# Aggregating and Grouping Data

## Questions

- How do we calculate statistics using pandas?
- How do we group data using pandas?
- How do null values affect calculations using pandas?

## Objectives

- Introduce aggregation calculations in pandas
- Introduce grouping in pandas
- Learn about how pandas handles null values

As always, we'll begin by importing pandas and reading our CSV:

In [None]:
import pandas as pd

surveys = pd.read_csv("data/surveys.csv")

## Aggregating data

Aggregation allows us to combine results by grouping records based on value. It is also useful for calculating combined values in groups.

Let’s go to the surveys table and find out how many observations are in our dataset. We've already seen that we can use the `info()` method to get high-level about the dataset, including the number of entries. What if just wanted the number of rows? In that case, we can use the built-in function `len()`, which is used to calculate the number of items in an object (for example, the number of characters in a string or the number of items in a list). When used on a dataframe, `len()` returns the number of rows:

In [None]:
len(surveys)

`pandas` also provides a suite of aggregation methods. For example, we can find out the total weight of all the individuals in grams using `sum()`:

In [None]:
surveys["weight"].sum()

Other aggregation methods supported by pandas include `min()`, `max()`, and `mean()`.

## Challenge

Calculate the total weight, average weight, minimum and maximum weights for all animals caught over the duration of the survey. Can you modify your code so that it outputs these values only for weights between 5 and 10 grams?

In [None]:
# Create a subset of only the animals between 5 and 10 grams
weights = surveys[(surveys["weight"] > 5) & (surveys["weight"] < 10)]["weight"]

# Display aggregation calculations using a dict
{
    "sum": weights.sum(),
    "mean": weights.mean(),
    "min": weights.min(),
    "max": weights.max(),
}

To quickly generate summary statistics, we can use the `describe()` method. When you use this method on a dataframe, it calculates stats for all columns with numeric data:

In [None]:
surveys.describe()

You can see that `describe()` isn't picky: It includes both ID and date columns in its results. Notice also that the counts differ in between columns. This is because `count()` only counts non-NaN rows.
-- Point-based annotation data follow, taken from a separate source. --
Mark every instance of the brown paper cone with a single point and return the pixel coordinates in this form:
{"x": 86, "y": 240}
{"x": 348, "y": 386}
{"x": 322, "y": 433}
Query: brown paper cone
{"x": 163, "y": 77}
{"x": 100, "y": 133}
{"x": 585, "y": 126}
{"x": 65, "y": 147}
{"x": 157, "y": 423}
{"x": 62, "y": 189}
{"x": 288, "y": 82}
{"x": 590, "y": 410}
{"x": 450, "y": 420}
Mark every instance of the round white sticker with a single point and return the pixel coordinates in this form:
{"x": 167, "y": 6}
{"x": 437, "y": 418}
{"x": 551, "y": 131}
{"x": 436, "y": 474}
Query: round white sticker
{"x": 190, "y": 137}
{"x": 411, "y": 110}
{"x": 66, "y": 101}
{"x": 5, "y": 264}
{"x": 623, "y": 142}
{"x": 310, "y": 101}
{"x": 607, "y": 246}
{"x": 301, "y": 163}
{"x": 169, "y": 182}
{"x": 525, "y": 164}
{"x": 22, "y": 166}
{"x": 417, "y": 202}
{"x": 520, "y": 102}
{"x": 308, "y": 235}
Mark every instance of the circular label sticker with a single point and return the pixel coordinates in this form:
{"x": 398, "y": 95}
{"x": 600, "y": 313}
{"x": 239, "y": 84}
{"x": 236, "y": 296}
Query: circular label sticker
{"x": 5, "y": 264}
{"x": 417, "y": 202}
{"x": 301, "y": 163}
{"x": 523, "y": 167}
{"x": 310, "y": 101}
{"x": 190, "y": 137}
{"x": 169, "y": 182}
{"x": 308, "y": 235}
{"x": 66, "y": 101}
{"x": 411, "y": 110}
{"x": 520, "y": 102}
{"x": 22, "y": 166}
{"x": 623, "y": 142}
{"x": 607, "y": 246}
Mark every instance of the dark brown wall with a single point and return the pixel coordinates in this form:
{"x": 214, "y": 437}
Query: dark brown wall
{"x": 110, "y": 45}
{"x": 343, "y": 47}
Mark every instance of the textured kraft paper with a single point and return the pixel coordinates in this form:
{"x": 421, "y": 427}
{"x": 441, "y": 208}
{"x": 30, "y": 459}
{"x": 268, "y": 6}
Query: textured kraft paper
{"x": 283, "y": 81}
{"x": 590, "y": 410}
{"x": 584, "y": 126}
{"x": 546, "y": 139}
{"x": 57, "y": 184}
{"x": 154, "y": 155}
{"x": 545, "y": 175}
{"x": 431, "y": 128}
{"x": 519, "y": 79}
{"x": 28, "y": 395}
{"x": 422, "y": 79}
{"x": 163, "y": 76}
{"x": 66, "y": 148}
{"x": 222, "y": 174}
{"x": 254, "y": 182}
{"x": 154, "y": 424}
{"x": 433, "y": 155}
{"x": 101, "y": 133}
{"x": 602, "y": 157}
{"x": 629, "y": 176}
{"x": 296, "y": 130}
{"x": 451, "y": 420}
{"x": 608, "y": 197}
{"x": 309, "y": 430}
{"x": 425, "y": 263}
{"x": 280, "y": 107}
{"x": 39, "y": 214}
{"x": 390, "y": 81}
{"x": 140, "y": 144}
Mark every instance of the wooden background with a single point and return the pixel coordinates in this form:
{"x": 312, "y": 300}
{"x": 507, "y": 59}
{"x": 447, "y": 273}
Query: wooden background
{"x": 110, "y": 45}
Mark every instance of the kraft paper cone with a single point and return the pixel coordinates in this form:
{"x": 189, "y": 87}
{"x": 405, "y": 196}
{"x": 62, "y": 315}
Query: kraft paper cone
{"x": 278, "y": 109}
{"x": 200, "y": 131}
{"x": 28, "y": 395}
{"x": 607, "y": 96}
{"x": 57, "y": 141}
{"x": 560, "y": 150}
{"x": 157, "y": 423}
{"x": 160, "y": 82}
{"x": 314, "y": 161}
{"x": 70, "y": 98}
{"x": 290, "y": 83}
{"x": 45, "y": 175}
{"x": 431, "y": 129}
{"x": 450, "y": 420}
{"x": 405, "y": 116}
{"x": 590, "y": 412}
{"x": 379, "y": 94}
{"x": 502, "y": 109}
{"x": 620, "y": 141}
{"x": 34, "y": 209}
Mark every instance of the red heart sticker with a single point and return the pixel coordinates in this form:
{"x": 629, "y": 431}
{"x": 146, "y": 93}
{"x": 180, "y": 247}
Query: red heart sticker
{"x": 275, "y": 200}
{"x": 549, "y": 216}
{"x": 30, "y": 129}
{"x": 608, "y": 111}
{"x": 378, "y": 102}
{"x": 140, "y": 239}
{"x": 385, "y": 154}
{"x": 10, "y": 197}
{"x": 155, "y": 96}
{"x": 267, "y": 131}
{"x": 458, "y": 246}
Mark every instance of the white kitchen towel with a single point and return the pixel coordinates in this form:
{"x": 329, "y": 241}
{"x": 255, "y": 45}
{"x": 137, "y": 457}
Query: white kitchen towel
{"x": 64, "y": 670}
If you prefer, you can also describe a single column at a time:

In [None]:
surveys["weight"].describe()

If you need more control over the output (for example, if you want to calculate the total weight of all animals, as in the challenge above), pandas provides the `agg()` method:

In [None]:
surveys.agg({"weight": ["sum", "mean", "min", "max"]})

## Grouping data

Now, let’s see how many individuals were counted in each species. We do this using `groupby()`, which creates an object similar to a dataframe where rows are grouped by the data in one or more columns:

In [None]:
grouped = surveys.groupby("species_id")

When we aggregate the grouped data, `pandas` provides separate calculations for each member of the group. In the example below, we'll calculate the number of times each species appears in the dataset:

In [None]:
grouped["species_id"].count()

## Challenge

Write statements that return:

1. How many individuals were counted in each year in total
2. How many were counted each year, for each different species
3. The average weights of each species in each year
4. How many individuals were counted for each species that was observed more than 10 times

Can you get the answer to both 2 and 3 in a single query?

### Show me the solution to challenge 1

In [None]:
# Individual counts per year
surveys.groupby("year")["record_id"].count()
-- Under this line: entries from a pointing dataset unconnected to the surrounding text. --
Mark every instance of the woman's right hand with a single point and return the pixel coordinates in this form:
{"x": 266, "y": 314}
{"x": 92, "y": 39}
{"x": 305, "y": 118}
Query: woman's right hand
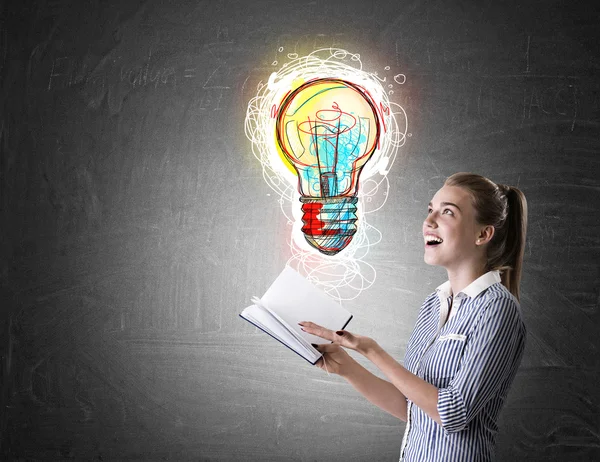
{"x": 335, "y": 359}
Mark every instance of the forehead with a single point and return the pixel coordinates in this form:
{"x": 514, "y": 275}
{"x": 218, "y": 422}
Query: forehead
{"x": 453, "y": 194}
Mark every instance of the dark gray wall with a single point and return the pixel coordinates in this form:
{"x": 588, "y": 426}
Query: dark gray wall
{"x": 136, "y": 223}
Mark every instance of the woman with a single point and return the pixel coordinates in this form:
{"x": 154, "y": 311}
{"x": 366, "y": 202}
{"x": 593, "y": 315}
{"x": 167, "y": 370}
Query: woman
{"x": 469, "y": 337}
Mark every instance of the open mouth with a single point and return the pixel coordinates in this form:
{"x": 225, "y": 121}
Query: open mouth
{"x": 432, "y": 241}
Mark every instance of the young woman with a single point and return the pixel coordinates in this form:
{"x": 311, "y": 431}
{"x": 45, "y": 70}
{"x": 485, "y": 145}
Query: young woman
{"x": 469, "y": 337}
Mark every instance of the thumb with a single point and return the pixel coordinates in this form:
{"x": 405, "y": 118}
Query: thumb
{"x": 346, "y": 339}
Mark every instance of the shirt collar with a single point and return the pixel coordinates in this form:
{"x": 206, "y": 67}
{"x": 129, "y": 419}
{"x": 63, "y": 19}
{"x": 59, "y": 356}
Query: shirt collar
{"x": 474, "y": 289}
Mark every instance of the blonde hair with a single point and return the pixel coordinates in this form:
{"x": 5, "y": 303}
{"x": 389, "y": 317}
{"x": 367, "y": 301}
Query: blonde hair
{"x": 504, "y": 208}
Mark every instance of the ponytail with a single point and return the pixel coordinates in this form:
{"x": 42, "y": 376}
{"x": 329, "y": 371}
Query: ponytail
{"x": 510, "y": 262}
{"x": 505, "y": 208}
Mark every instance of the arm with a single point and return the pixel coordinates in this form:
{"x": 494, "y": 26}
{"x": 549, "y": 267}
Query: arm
{"x": 490, "y": 361}
{"x": 421, "y": 393}
{"x": 380, "y": 392}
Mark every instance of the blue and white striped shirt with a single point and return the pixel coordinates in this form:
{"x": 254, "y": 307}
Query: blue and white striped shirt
{"x": 472, "y": 358}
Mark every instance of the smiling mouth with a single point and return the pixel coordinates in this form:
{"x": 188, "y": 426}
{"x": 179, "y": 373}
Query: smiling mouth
{"x": 433, "y": 241}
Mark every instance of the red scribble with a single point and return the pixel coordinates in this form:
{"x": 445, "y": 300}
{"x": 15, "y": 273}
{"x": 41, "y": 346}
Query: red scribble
{"x": 312, "y": 225}
{"x": 286, "y": 101}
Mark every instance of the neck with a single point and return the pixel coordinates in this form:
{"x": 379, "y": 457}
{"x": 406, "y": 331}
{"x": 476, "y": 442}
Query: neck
{"x": 461, "y": 277}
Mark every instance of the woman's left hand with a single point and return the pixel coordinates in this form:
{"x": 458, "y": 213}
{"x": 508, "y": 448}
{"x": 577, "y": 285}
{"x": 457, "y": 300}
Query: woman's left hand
{"x": 358, "y": 343}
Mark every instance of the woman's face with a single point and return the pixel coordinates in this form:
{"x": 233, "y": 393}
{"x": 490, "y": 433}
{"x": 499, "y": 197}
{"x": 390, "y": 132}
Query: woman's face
{"x": 450, "y": 231}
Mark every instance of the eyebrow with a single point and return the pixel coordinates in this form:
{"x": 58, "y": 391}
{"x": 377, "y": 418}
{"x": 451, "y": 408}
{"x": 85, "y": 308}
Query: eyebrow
{"x": 443, "y": 204}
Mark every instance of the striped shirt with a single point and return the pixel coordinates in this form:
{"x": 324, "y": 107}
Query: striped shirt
{"x": 472, "y": 357}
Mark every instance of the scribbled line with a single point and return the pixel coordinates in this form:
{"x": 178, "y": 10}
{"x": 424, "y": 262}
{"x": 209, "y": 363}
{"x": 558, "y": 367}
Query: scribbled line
{"x": 344, "y": 275}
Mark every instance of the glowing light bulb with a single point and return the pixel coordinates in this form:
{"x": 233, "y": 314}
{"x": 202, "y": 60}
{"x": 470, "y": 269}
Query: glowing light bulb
{"x": 328, "y": 129}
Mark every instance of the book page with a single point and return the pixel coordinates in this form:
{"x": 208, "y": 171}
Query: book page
{"x": 293, "y": 298}
{"x": 262, "y": 318}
### Show me the solution to challenge 2

In [None]:
# Individual counts by species and year
surveys.groupby(["year", "species_id"])["record_id"].count()

### Show me the solution to challenge 3

In [None]:
# Mean weight by species and year
surveys.groupby(["year", "species_id"])["weight"].mean()
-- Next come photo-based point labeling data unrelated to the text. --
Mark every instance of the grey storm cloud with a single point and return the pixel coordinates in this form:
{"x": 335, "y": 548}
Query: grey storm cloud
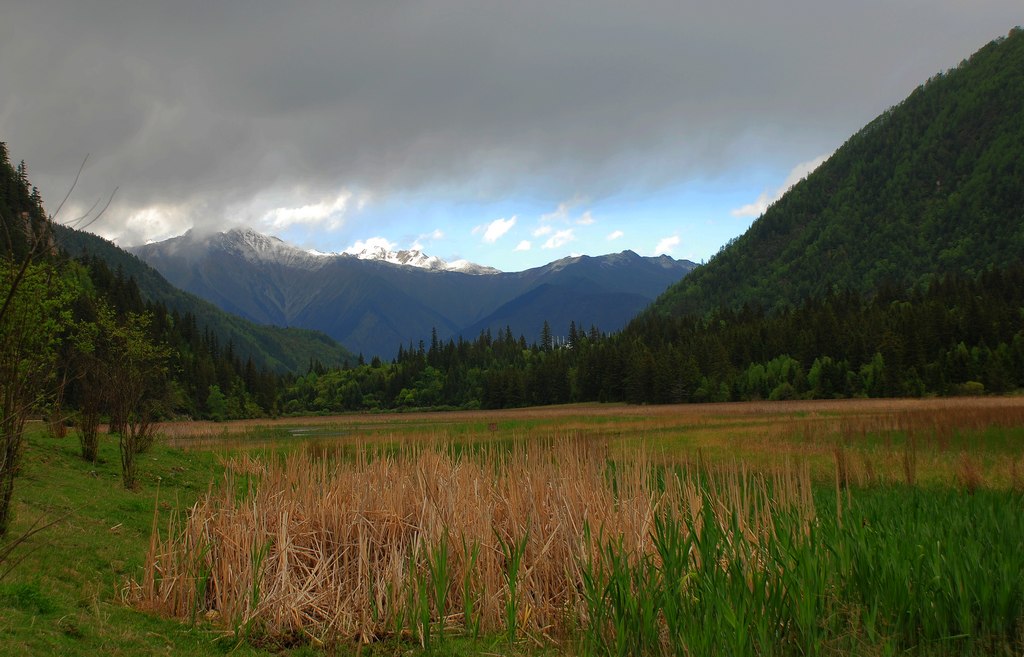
{"x": 208, "y": 105}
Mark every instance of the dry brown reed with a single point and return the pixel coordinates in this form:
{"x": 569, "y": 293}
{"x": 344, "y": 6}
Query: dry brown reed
{"x": 340, "y": 548}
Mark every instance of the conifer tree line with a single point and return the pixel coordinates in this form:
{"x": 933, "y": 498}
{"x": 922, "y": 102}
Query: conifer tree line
{"x": 957, "y": 335}
{"x": 954, "y": 334}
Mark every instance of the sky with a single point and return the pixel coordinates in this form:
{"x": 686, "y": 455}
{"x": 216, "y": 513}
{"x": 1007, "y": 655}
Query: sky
{"x": 507, "y": 133}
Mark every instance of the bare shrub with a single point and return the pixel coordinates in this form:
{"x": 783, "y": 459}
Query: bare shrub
{"x": 382, "y": 543}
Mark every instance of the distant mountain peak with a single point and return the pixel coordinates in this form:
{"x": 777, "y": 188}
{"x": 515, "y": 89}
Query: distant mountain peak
{"x": 416, "y": 258}
{"x": 256, "y": 247}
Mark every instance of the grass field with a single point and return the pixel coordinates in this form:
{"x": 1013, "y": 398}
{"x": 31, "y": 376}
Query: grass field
{"x": 865, "y": 526}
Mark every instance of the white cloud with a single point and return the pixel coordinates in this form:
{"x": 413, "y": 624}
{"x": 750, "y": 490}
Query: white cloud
{"x": 559, "y": 238}
{"x": 586, "y": 219}
{"x": 329, "y": 212}
{"x": 666, "y": 246}
{"x": 428, "y": 236}
{"x": 494, "y": 230}
{"x": 798, "y": 173}
{"x": 371, "y": 245}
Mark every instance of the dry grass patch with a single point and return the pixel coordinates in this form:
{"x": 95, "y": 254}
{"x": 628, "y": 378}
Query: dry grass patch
{"x": 384, "y": 543}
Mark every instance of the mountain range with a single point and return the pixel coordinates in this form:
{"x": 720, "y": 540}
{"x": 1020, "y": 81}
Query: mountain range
{"x": 272, "y": 348}
{"x": 375, "y": 302}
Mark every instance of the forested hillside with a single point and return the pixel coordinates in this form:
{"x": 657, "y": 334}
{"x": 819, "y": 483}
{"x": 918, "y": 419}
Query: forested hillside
{"x": 931, "y": 186}
{"x": 276, "y": 348}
### Show me the solution to challenge 4

In [None]:
# Counts by species that appear more than 10 times
species = surveys.groupby("species_id")["record_id"].count()
species[species > 10]

### Show me the solution to challenges 2 and 3 combined

In [None]:
# Counts and mean weight by species and year
surveys.groupby(["year", "species_id"]).agg({"record_id": "count", "weight": "mean"})

## Handling missing data

You may have noticed that some columns in the surveys dataframe have the value NaN instead of text or numbers. NaN, short for "not a number," is a special type of float used by pandas to represent missing data. When reading from a CSV, as we have done throughout this lesson, pandas interprets certains values as NaN (see *na_values* in the [pd.read_csv() documentation](https://pandas.pydata.org/pandas-docs/stable/reference/api/pandas.read_csv.html) for the default list). NaNs are excluded from most aggregation calculations in `pandas`, including counts.

It is crucial to understand how missing data is represented in your dataset. Failing to do so may introduce errors into your analysis. The ecology dataset used in this lesson uses empty cells to represent missing data, but other disciplines have different conventions. For example, some geographic datasets use -9999 to represent null values. Failure to convert that value to NaN would produce significant errors in any calculations performed on that dataset.